Sen. Chris Dodd of Connecticut, an Obama supporter and former presidential candidate, promoted the idea of evenly splitting the delegates between Obama and Clinton. "The best outcome is to come to an arrangement where the delegates are apportioned fairly between Senators Obama and Clinton, so the Michigan delegation can participate fully in the Denver convention," he said in a statement.

Obama spokesman Bill Burton said Dodd spoke to campaign leaders about the idea, and they agreed it would be an equitable way of handling Michigan. "Senator Obama looks forward to building a winning campaign in Michigan in the fall as our Democratic nominee," Burton said.
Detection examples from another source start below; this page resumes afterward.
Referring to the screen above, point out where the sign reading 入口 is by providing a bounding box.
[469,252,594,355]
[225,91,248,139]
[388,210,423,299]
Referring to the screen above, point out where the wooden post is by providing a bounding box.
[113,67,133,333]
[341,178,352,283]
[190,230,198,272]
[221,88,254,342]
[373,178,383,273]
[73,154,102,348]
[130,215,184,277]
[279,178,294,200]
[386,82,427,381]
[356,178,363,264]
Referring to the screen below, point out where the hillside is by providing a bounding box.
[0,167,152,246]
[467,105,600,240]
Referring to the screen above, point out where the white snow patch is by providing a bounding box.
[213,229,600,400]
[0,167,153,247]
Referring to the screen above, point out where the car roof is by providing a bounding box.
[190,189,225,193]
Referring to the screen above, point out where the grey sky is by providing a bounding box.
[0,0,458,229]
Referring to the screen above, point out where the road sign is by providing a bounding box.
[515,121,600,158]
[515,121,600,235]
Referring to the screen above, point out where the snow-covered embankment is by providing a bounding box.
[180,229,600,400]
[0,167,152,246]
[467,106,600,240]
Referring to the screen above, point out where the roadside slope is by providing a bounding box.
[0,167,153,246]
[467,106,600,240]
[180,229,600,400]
But Clinton told reporters while campaigning in Terre Haute, Ind., that Obama"s nomination could be tainted if he achieves it without a second Michigan contest.

"I do not see how two of our largest and most significant states can be disenfranchised and left out of the process of picking our nominee without raising serious questions about the legitimacy of that nominee," Clinton told reporters, referring to Michigan and Florida.

Florida also had its 210 delegates stripped for voting in January. A proposal for a mail-in vote in the state collapsed earlier this month without support from the party"s congressional delegation.

Harold Ickes, who is leading the Clinton campaign"s efforts to secure delegates, said the campaign would look at a mail-in option in Michigan with the failure of the primary bill.

"Assuming there is not a legislatively required rerun primary, we would seriously entertain the possibility of a party run, mail-in ballot," he said.

Ickes said there had been no communication between the Obama and Clinton campaigns about how to settle the matter, saying only the Democratic National Committee, not the two campaigns, had the power to resolve the dispute.

Obama made a campaign stop at a sports bar in Charleston, W.Va., Thursday and met Jeff Lynch, 48, of Mount Pleasant, Mich.

"When am I going to get to vote for you in Michigan?" Lynch asked.

"Probably in the general election," Obama replied. "A redo vote is very complicated."

___

Associated Press Writer Kathy Barks Hoffman in Lansing, Mich., Charles Babington in Terre Haute, Ind., Beth Fouhy in New York, and Matt Apuzzo in Charleston, W.Va., contributed to this report.